Look what happens in English to the “s” at the end of a word to make the word plural. Cap - caps and cab - cabs. Say those words a couple of times and listen to the S. After the voiceless P in CAP, the S sounds like an S (SAMACH). But after the B of CAB, the S sounds like a Z (ZAYIN). PATS, PADS. Same thing. CLOCKS, CLOGS. Hear it? B, D, and G are voiced letters and the pluralizing S follows suit, sounding like a Z. But the P, T, and K are voiceless and so is the S that follows them. The basketball game is judged by 2 REFS and the airplane REVS its engines. There it is again. An interesting question, that has nothing to do with davening, is why LEAF and KNIFE got changed to LEAVES and KNIVES in the plural. Would LEAFS not sound as good? REEF didn’t change. ROOFS but HOOVES. HOOFS is accepted too. But ROOVES isn’t. Go figure.
Another topic, briefly revisited. Combination of topics, actually. Let’s use this week’s sedra for examples.
Now look at this word. Cast or weld four gold rings on the four corners of the ARON... ya-TZAK-ta, past tense, you welded. v’ya-TZAK-ta, and you welded, v’ya-tzak-TA, with the accent shift to the last syllable, and the tense switches from past to future (or command). And you shall... That’s how the word is pronounced in 26:37, when the command to cast copper or bronze foundation sockets for the posts that support the entrance curtain. v’ya (secondary accent on this third from the last syllable) tzak-TA la-HEM... But with the rings of the ARON in 25:12, the phrase is v’ya- TZAK-ta LO... and the accent which was MIL’EIL in the past tense form of the word and became MILRA in the VAV-switch to future, now recedes back to the MIL’EIL pronunciation because of the NASOG ACHOR rules.
But if he reads the other one (and most of the others in Tanach) v’ya-TZAK-ta, there the meaning is changed and he is supposed to repeat the phrase.
You have to remember two things.
So here’s one more thought on the subject of switched accents that change the meaning of words. Is it possible (just a thought) that a Baal Korei who is not very discerning of which syllable to accent and reads many words with the wrong accent, that his improper accent of a word that makes a difference in meaning might not be considered an error that he has to correct.

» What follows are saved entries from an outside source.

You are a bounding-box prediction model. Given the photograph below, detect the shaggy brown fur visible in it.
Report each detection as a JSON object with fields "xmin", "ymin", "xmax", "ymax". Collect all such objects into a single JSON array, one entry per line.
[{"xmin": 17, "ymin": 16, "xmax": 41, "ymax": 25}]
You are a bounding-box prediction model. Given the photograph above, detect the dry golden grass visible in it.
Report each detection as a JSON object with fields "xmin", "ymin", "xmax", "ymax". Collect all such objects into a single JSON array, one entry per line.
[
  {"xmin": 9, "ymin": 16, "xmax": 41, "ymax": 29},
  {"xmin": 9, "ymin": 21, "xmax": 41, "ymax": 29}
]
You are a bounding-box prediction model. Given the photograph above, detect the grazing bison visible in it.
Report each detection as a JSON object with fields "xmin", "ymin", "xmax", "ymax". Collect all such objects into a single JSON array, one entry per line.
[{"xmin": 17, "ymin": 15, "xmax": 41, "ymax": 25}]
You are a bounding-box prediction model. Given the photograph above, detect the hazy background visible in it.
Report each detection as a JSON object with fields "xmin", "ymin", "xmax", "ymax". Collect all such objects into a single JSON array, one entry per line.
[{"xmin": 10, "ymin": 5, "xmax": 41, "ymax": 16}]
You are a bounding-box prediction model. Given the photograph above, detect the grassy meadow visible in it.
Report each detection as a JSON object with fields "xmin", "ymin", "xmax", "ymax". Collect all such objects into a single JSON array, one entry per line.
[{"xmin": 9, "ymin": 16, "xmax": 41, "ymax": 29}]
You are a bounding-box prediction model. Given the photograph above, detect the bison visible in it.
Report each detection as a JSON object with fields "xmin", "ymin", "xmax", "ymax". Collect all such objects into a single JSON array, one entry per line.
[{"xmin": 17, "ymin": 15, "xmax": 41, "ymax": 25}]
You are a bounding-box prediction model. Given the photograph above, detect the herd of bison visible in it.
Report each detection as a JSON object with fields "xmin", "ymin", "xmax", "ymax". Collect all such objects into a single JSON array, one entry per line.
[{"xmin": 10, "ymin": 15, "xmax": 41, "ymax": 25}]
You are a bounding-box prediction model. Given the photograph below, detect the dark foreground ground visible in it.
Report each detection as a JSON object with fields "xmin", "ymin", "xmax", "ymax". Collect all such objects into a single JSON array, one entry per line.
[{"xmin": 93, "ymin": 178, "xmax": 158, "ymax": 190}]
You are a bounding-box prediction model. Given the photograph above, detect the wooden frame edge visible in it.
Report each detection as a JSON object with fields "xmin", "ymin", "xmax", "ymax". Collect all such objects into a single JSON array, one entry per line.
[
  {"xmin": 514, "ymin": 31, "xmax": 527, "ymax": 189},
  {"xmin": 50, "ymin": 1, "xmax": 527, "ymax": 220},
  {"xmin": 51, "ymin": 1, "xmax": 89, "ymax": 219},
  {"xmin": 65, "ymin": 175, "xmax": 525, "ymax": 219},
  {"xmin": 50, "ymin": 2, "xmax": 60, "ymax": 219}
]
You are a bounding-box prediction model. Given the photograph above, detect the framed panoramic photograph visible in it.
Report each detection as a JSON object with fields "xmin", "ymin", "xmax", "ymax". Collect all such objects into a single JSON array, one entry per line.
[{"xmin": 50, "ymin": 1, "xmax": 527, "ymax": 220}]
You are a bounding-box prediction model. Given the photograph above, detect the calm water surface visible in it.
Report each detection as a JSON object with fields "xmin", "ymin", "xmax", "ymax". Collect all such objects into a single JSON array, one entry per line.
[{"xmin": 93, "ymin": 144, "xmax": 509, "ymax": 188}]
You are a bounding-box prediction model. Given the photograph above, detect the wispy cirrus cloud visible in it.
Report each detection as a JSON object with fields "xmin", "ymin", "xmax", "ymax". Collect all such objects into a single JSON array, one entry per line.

Again, just speculation. Say an AYIN as silent as an ALEF (as we Ashkenazim do) and you cannot claim that saying AYIN-MEM, with just like ALEF- MEM, is a mistake. Pronouncing a CHET like a CHAF, even if the meaning of the word is different cannot be counted as a mistake, because we do it all the time. Is this really so?
And if it is, then do we fault the guy with terrible accenting for the once in a while that the meaning of a word changes?